If your insurer canceled your coverage mid-term or at the end of the policy, your agent can apply to the Massachusetts Assigned Risk Pool for coverage if two carriers turn you down. The WCRIB, who manages the pool, will then assign you to one of a number of carriers which will handle your business just as if it were covering your losses itself and you will be charged at the same rate. However, certain premium discounts might not be available to you. It's important to remember, though, that if your cancellation was the result of non-payment of premium, the Pool will not issue a policy until you have made all payments that are due to your former carrier.
Employers in the Pool that are threatened with a cancellation that they believe is unjustified have the right to appeal these within ten days of receiving the notice. The appeal should be directed to the Department of Industrial Accidents .
How Can I Dispute an Audit?
If you believe that you are being charged an incorrect amount, you can submit a written request to the WCRIB asking that it review your case as to the correct application of the rating system. If you disagree with the WCRIB's finding, you have 30 (thirty) days to appeal in writing to us.
Can I do Anything to Control the Costs of My Premiums?
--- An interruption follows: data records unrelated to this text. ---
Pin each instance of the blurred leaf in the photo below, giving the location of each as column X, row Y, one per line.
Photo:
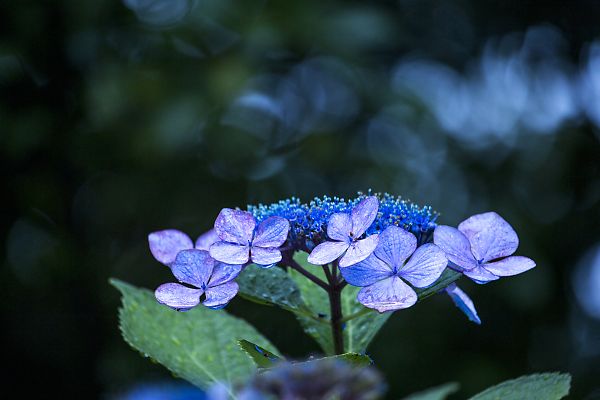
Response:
column 546, row 386
column 358, row 332
column 359, row 360
column 198, row 345
column 448, row 276
column 271, row 286
column 263, row 358
column 436, row 393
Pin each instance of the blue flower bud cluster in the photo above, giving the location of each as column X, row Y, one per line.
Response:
column 308, row 221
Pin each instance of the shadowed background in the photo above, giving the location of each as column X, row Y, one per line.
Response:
column 121, row 118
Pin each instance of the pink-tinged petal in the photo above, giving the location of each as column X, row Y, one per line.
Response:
column 193, row 267
column 425, row 266
column 463, row 302
column 359, row 250
column 510, row 266
column 456, row 246
column 164, row 245
column 206, row 240
column 387, row 295
column 326, row 252
column 363, row 215
column 177, row 296
column 223, row 273
column 272, row 232
column 265, row 255
column 480, row 275
column 339, row 227
column 230, row 253
column 235, row 226
column 218, row 296
column 490, row 236
column 395, row 246
column 366, row 272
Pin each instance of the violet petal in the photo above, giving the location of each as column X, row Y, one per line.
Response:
column 205, row 240
column 363, row 215
column 425, row 266
column 395, row 246
column 265, row 255
column 164, row 245
column 235, row 226
column 223, row 273
column 218, row 296
column 490, row 236
column 480, row 275
column 230, row 253
column 366, row 272
column 272, row 232
column 463, row 302
column 339, row 227
column 510, row 266
column 359, row 250
column 456, row 246
column 177, row 296
column 193, row 267
column 326, row 252
column 387, row 295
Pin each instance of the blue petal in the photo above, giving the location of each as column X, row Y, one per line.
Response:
column 366, row 272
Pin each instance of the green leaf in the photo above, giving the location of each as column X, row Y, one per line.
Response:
column 448, row 276
column 359, row 360
column 358, row 332
column 199, row 345
column 546, row 386
column 262, row 358
column 435, row 393
column 271, row 286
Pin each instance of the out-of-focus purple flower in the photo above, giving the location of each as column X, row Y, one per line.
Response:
column 463, row 302
column 166, row 244
column 481, row 246
column 345, row 230
column 382, row 274
column 328, row 378
column 207, row 277
column 241, row 240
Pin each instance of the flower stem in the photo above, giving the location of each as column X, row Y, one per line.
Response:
column 335, row 302
column 293, row 264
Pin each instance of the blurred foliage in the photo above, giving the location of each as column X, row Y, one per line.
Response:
column 120, row 118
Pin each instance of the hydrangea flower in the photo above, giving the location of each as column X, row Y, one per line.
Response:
column 481, row 247
column 327, row 378
column 241, row 240
column 383, row 273
column 463, row 302
column 308, row 221
column 346, row 229
column 207, row 277
column 166, row 244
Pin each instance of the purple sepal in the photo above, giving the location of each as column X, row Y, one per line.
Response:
column 463, row 302
column 345, row 231
column 481, row 248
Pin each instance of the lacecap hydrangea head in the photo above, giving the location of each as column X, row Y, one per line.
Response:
column 308, row 221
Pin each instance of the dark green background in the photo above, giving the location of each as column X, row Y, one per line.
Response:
column 119, row 119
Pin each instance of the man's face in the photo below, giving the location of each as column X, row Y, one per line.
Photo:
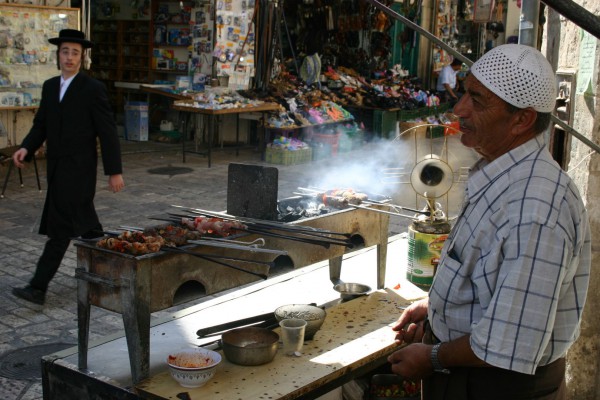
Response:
column 485, row 121
column 70, row 56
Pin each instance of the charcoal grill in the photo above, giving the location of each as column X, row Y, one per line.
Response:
column 136, row 286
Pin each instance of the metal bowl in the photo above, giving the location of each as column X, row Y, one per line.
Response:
column 349, row 291
column 250, row 345
column 193, row 367
column 313, row 315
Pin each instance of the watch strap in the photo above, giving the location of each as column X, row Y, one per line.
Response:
column 435, row 361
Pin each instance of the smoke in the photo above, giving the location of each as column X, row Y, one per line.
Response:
column 384, row 167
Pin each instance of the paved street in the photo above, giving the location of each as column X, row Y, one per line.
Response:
column 23, row 324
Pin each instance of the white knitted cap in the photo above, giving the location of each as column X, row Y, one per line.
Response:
column 519, row 75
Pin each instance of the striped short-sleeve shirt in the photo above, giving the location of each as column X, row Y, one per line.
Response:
column 514, row 271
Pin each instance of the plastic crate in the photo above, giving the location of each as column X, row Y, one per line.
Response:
column 385, row 123
column 435, row 131
column 411, row 115
column 136, row 121
column 330, row 139
column 281, row 156
column 322, row 151
column 346, row 143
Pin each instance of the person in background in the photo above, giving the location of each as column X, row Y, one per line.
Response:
column 447, row 83
column 507, row 299
column 74, row 111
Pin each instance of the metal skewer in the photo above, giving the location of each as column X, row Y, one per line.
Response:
column 382, row 211
column 262, row 222
column 209, row 242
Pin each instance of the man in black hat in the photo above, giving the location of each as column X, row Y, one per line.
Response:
column 74, row 112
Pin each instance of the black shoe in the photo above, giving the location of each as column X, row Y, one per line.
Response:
column 30, row 294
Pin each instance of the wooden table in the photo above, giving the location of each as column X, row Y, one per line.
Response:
column 212, row 114
column 355, row 338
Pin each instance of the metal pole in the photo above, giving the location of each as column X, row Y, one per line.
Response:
column 529, row 22
column 576, row 14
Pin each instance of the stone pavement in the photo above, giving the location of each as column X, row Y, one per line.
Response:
column 23, row 324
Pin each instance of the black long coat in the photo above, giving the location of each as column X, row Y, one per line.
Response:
column 70, row 128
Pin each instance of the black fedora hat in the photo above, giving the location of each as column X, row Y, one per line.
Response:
column 71, row 36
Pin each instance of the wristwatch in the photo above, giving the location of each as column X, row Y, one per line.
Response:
column 437, row 366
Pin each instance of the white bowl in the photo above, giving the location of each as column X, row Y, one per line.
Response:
column 193, row 367
column 314, row 316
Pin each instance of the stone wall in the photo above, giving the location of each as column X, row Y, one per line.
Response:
column 561, row 44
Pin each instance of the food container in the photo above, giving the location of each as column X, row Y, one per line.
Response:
column 250, row 345
column 390, row 386
column 193, row 367
column 349, row 291
column 313, row 315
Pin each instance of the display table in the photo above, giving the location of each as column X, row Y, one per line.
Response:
column 211, row 115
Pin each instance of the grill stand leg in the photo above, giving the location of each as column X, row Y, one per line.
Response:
column 136, row 319
column 83, row 322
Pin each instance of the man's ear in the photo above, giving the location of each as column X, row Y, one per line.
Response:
column 524, row 121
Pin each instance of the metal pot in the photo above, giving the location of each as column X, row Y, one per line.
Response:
column 250, row 345
column 349, row 291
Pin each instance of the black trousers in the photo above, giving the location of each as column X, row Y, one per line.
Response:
column 49, row 262
column 489, row 383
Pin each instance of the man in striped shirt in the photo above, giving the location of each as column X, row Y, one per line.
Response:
column 507, row 298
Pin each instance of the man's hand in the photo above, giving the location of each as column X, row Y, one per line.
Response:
column 19, row 157
column 412, row 361
column 116, row 183
column 410, row 324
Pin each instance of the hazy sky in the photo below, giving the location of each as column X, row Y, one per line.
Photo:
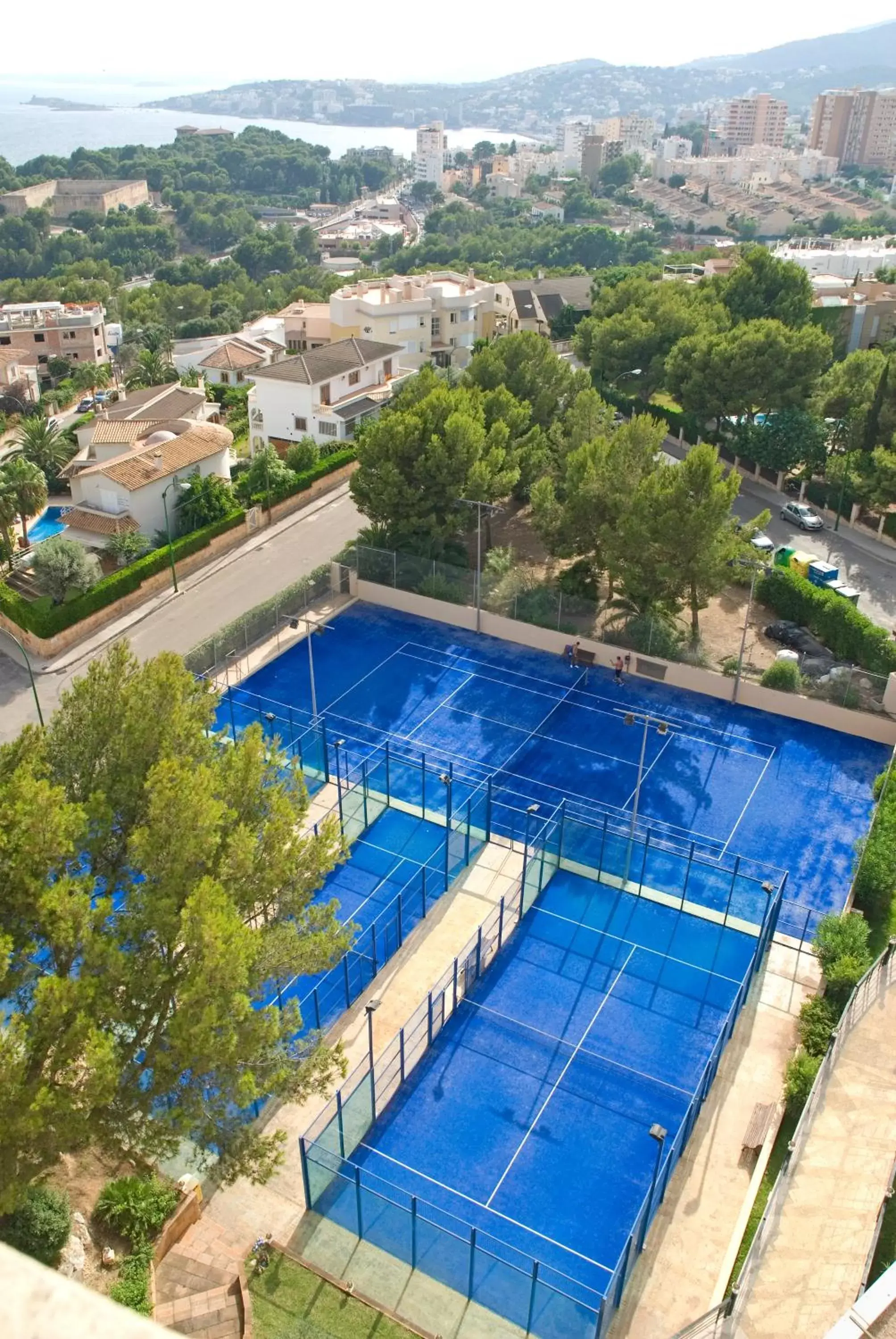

If you are paying more than $500.00 in annual premiums, then your costs, at least to some extent, will be a function of your losses. If you can get your losses down, your premiums will come down. It is very important for you to take an active interest in matters such as safety, the medical management of claims and early return to work for any injured workers. If you are in the assigned risk pool, and are paying over $5,000.00 a year in premium, the odds are that your agent or broker may be able to find voluntary coverage for you. If he or she is successful, you may then be eligible to receive a stock or non-stock premium discount.
Ultimately, employers pay the costs of losses to carriers plus the costs of the carriers operating. The more employers do to control or prevent losses, the less expensive workers' compensation will be for all employers. Finally, employers in the Pool can get up to 15% premium credits for hiring a Qualified Loss Management firm, to help them contain costs. Your agent can provide you with a list of such firms.
You can also contract the WCRIB to verify that the rate that your insurer is charging for your classification is correct for the upcoming year.
What if I Believe an Employee Filed a Fraudulent Claim?
Allegations of fraud should be reported to the Insurance Fraud Bureau which has the power to investigate these allegations. Experience modifications may be recalculated when paid workers' compensation claims are later determined to be "noncompensable".
Administrative Judges at the DIA also have the power to make such determinations. Third party claim forms may be obtained from any DIA office.